How Korn Ferry is Preparing for the GDPR and Updating its Privacy Program
Trust is the cornerstone of our relationships with clients, individuals and the public. When you provide information to us, you expect that we will keep that information secure and comply with applicable data protection laws and regulations. We take this responsibility very seriously and are continuously evolving our Privacy Program to address the privacy laws around the world, including compliance with the General Data Protection Regulation (GDPR), which takes effect on May 25, 2018.
The Regulation provides new rules for companies processing data about EU individuals (“data subjects”) and provides data subjects with enhanced privacy rights.
In preparation for the GDPR, we are actively working with a team of internal and external privacy and cybersecurity professionals to enhance our operations. We are vetting our tools and technologies to identify opportunities for enhancement. We are reviewing and updating our policies and procedures to help ensure that your data is handled appropriately within Korn Ferry. We are also reviewing and updating our contracts with our service providers, to help ensure that your data is adequately protected by third parties that require access to your data.
While we don’t have the space to tell you everything that Korn Ferry is doing to comply with the GDPR, here are few of the activities we are undertaking.
Complying with Article 30
The GDPR requires that companies keep records of personal data from collection through to disposition. Korn Ferry is working to document the ways we use personal data to deliver world-class service to our clients.

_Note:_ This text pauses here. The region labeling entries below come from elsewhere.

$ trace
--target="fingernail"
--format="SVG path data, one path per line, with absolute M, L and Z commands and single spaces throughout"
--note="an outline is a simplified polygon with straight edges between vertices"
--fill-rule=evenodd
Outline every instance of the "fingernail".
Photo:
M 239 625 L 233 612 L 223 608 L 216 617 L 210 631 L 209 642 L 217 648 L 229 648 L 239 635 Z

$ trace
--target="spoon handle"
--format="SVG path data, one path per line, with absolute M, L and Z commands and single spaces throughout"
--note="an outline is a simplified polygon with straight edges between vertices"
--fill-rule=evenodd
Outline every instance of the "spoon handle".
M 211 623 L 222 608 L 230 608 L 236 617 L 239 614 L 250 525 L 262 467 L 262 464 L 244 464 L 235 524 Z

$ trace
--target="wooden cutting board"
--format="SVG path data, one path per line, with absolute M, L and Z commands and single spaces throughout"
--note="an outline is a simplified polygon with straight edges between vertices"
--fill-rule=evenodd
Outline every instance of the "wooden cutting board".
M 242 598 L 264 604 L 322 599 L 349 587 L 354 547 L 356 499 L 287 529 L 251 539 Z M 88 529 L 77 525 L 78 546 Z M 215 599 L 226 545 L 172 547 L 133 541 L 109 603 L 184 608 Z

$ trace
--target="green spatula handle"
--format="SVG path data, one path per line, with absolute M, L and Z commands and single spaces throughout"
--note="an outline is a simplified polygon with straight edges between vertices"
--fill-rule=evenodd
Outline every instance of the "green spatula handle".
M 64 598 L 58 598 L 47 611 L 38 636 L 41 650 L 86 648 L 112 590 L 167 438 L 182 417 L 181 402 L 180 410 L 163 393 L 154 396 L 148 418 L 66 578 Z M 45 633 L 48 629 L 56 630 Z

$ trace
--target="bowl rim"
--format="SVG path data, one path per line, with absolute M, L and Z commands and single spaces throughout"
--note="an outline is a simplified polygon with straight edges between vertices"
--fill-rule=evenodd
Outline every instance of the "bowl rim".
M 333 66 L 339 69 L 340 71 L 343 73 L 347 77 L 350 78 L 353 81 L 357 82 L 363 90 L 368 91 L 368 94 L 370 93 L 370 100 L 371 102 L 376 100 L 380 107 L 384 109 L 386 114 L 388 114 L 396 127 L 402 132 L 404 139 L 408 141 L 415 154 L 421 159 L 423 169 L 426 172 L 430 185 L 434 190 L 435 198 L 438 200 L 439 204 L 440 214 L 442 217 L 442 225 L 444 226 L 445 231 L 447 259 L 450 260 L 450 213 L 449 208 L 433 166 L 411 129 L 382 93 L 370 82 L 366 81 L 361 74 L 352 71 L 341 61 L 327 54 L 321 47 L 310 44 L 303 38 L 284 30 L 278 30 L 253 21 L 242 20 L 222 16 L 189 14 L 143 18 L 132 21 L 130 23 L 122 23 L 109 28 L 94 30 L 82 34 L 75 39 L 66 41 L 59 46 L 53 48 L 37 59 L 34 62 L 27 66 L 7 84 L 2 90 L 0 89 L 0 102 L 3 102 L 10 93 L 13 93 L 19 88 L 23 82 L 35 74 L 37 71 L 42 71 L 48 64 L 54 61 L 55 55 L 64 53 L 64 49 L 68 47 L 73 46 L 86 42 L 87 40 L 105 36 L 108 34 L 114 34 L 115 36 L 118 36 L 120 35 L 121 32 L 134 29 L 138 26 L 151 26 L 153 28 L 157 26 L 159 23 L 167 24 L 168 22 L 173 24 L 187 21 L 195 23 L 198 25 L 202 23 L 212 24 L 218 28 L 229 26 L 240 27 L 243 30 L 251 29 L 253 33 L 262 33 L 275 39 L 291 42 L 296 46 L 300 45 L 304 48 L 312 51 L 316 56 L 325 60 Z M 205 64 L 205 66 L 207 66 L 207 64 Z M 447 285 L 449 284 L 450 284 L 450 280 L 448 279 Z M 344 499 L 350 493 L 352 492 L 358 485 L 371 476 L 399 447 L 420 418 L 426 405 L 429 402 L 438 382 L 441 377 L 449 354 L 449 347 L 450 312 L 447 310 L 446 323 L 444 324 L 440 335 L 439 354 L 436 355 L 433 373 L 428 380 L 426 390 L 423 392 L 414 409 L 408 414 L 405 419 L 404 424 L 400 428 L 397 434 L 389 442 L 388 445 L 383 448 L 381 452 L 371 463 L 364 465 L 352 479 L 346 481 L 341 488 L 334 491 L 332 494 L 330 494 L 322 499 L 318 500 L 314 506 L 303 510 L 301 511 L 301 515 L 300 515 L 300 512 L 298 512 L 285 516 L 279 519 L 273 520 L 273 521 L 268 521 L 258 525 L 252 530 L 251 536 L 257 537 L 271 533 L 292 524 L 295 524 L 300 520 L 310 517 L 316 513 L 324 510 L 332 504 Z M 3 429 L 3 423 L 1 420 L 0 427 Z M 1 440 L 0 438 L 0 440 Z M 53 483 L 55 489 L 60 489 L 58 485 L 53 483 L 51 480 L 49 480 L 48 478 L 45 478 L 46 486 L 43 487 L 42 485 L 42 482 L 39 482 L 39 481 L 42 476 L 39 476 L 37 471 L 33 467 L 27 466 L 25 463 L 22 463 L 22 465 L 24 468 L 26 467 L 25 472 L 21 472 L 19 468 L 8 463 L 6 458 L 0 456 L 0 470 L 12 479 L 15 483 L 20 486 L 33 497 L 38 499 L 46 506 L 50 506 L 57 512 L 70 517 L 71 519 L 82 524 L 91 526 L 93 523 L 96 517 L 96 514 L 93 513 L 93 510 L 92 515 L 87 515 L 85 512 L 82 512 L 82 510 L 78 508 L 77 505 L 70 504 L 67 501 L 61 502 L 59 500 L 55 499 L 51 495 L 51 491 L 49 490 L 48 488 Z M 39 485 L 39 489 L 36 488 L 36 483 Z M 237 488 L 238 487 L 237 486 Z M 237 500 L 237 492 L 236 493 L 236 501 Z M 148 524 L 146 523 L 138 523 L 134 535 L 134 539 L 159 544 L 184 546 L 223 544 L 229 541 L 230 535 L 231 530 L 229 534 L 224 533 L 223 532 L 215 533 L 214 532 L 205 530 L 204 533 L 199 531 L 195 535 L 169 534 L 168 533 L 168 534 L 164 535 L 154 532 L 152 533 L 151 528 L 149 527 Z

Embedding Privacy into Operations I
Reviewing and Updating policies and procedures. Complying with the GDPR requires organizations to rethink the way that business is done. Korn Ferry is examining its data collection, use, transfer, disclosure, and disposal policies and procedures for compliance with the GDPR.
Embedding Privacy into Operations II
Data subject rights. Under the GDPR, data subjects will have the right to access, correct, erase, object to, or restrict processing of their personal data. Korn Ferry is improving its internal policies and procedures, and developing new procedures where necessary, to help ensure that we respond appropriately to data subject requests.
Embedding Privacy into Operations III
Third-party management. Korn Ferry is reviewing its third-party relationships to help ensure that they are adequately protecting our clients’ personal data.
Reporting on Data Breaches
Korn Ferry is updating its data breach response procedures to help ensure that breaches are discovered, contained, and remediated, and that notice is provided to individuals and EU Data Protection Authorities in a timely fashion.
Updating Tools and Technology
Personal data is only as secure as the tools and technologies that manage it. We are reviewing our tools and technologies so that we continue to appropriately protect our clients’ personal data.
We are also transitioning key technology platforms so more of our offerings are hosted from European locations.
Updating Privacy Notices for Transparency
The GDPR requires transparent communication of data collection, use, disclosure, and disposal practices. Additionally, you must be informed how you can exercise your rights under the GDPR. We are revising our internal and external privacy notices so that they provide you with the information you need to understand how we’re using your data and how you can exercise your rights.
Revamping Privacy Training Programs
People aren’t born with an inherent understanding of data privacy. At Korn Ferry, we understand this and we train our employees about appropriate data protection practices. Now that the GDPR is set to change the privacy landscape, we are overhauling our privacy training programs to make sure that our employees know how to handle your data under the Regulation.
Obtaining ISO 27001/27018 certification
Moving beyond May 2018, we are working to achieve ISO 27001/27018 certification for key technology platforms and processes to demonstrate a globally recognized validation of the maturity of our global privacy and security programs.